Joseph Berry, DFC & 2 bars, (Tursdale, 28 februari 1920 - Kibbelgaarn, 2 oktober 1944) was squadroncommandant van het 501e squadron, gestationeerd op de vliegbasis Bradwell Bay in Engeland. Met het neerhalen van 61 V1's (vliegende bommen) heeft hij een onuitwisbare indruk achtergelaten in de geschiedenis van de Royal Air Force en behoorde tot de vliegende azen. Hij overleed op maandag 2 oktober 1944 ten gevolge van een crash bij Kibbelgaarn in Oost-Groningen en werd begraven op de algemene begraafplaats te Scheemda.

Carrière[bewerken | brontekst bewerken]

Joe Berry werd geboren in Tursdale en toen hij drie jaar was verhuisde hij met zijn gezin naar Hampeth bij Alnwick in Northumberland. Op zijn twaalfde jaar kreeg hij een studiebeurs voor de Duke Grammar school te Alnwick. Hierna ging hij werken voor de overheid. Bij het uitbreken van de oorlog was hij werkzaam bij de inkomstenbelasting. In 1940 meldde hij zich bij de RAF en werd toegelaten tot de vliegeropleiding. Op dat moment was de Battle of Britain op zijn hoogtepunt. In 1940, na de eerste solovluchten, werd hij piloot op een Miles Master en in mei 1941 vloog hij de Hawker Hurricane. Hierna volgde zijn bevordering tot sergeant en werd hij ingedeeld bij het 256e squadron te Squires Gate bij Blackpool. Eind 1942 was Berry een volleerd nachtjagerpiloot en in maart 1943 werd hij overgeplaatst naar het Middellandse Zeegebied.

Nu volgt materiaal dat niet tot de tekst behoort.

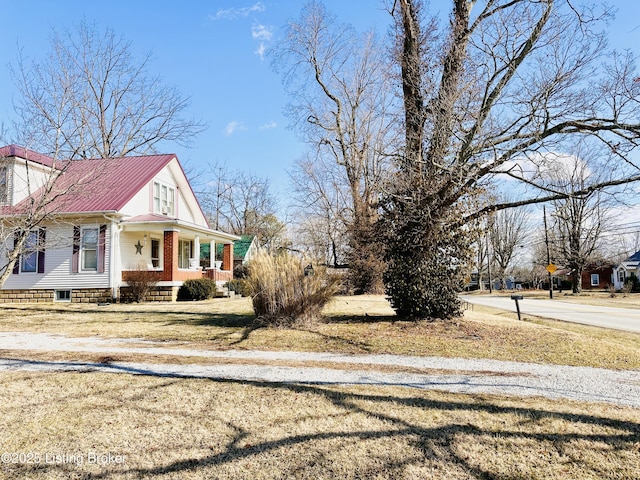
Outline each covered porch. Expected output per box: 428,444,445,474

Samen met zijn navigator, Ian Watson uit NewCastle, werd hij ingedeeld bij het 153e squadron te Maison Blanche in Algiers.

In mei 1943 werd Joe overgeplaatst naar het 255e squadron dat in Frans Marokko gestationeerd was. In september werd het squadron overgeplaatst naar de vliegbasis Bo Rizzo op Sicilië en op de avond van de 13e september schoten Joe en zijn navigator in de omgeving van Salerno een Junkers Ju-88 neer. Op 30 september volgde de tweede overwinning, een Messerschmitt ME-210 en een maand daarna weer een Ju-88.

Hierna werden zij weer in Engeland gestationeerd op de basis Wittering. In maart 1944 kreeg hij zijn DFC voor het neerschieten van drie vijandelijke vliegtuigen. Na zijn bevordering tot Flight Lieutenant kwam hij bij de 'F' flight van het 150e Wing in Folkestone, Kent. Deze eenheid, die bestond uit het 3e, het 56e en het 486e squadron, was uitgerust met de nieuwe Hawker Tempest.

In juni 1944 werd deze FIU, Fighter Interception Unit, ingezet tegen de vliegende bommen die dagelijks overkwamen. Eerst vloog de FIU overdag maar later werd ontdekt dat de raketten beter 's nachts aangevallen konden worden.

V-1[bewerken | brontekst bewerken]

Op 13 juni 1944, om 04.18 uur, precies een week na D-Day, spatte de eerste vliegende bom op Engelse bodem uiteen. Het Duitse volk had zijn vergeldingswapen, dat de geallieerden de honderdduizenden bommen op Duitse steden betaald zou zetten. Hoewel de traag vliegende V-1's, door de Engelsen 'doodlebugs' genoemd, veel onrust onder de Engelse burgerbevolking zaaiden en door hun relatief grote aantal, omvangrijke materiële schade veroorzaakten, konden ze geen invloed meer uitoefenen op het verdere verloop van de oorlog. De eerste 'Diver' kwam met een daverende klap neer in Swanscombe, ten oosten van Londen. Het was de eerste van de 2300 doodlebugs die tussen 16 juni en 5 september 1944 neer zouden komen en veel slachtoffers zouden gaan maken. In die 80 dagen hadden de Duitsers ongeveer 8000 vliegende bommen gelanceerd, waarvan er 2300 de Engelse verdediging zouden passeren.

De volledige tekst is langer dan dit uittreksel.